项目摘要/摘要 1型脊髓脑性共济失调（SCA1）是一种毁灭性神经退行性疾病，其特征是进行性疾病 小脑变性的共济失调。死亡通常发生到生命的第三到第六十年。而 SCA1的标志是运动协调或共济失调的丧失，在疾病过早死亡结果的结束阶段 从继发性到鳞茎功能障碍的并发症，包括吞咽困难和呼吸障碍。 在SCA1中，疾病是由编码多谷氨酰胺（PolyQ）在ataxin1中的CAG重复膨胀引起的 （ATXN1）。已经在确定导致小脑的分子机制方面投入了大量努力 来自PolyQ的退化，特别是Purkinje细胞死亡，扩展了ATXN1。

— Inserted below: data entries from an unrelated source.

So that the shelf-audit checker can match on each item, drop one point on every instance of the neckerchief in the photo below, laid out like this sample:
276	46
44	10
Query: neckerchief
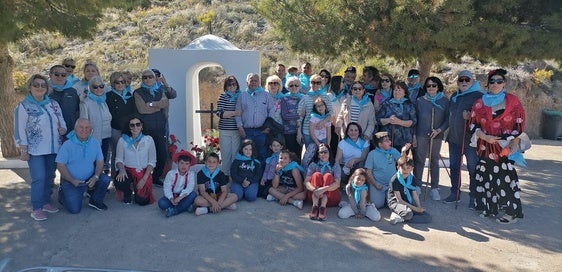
491	100
130	140
325	167
152	89
433	100
211	176
232	96
73	138
407	185
41	103
358	189
125	95
241	157
359	144
361	102
98	99
474	88
259	89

这主要是由于 Purkinje细胞似乎是SCA1影响的第一个神经元，它们最容易受到致病性的影响 扩展的Polyq ATXN1的后遗症。但是，purkinje细胞的损失不能解释鳞茎功能障碍 表型，最终导致过早死亡。我假设运动神经元变性是 负责SCA1中的灯泡功能障碍。 SCA1尸检数据显示了进一步支持此假设 脑干中运动神经元的明显丧失。 2002年，我们的实验室开发了SCA1的关键小鼠模型 以坚固的面部和构造有效性概括疾病的主要人类特征。在这个模型中， 指定为ATXN1-154Q，将154个CAG重复击中到内源性小鼠ATXN1基因基因座中。之上 加入Zoghbi实验室，凭借我在神经肌肉疾病方面的临床专业知识，我进行了令人兴奋的观察 这些小鼠显示出运动神经元变性的明显迹象。特别是我注意到重要的肌肉 浪费，呼吸异常和痉挛到24周龄。该提议的目标是检查 ATXN1-154Q小鼠的运动神经元在功能，形态和分子上以更好地理解 是什么导致它们的变性并确定这些小鼠作为研究运动神经元的理想模型 SCA1的变性。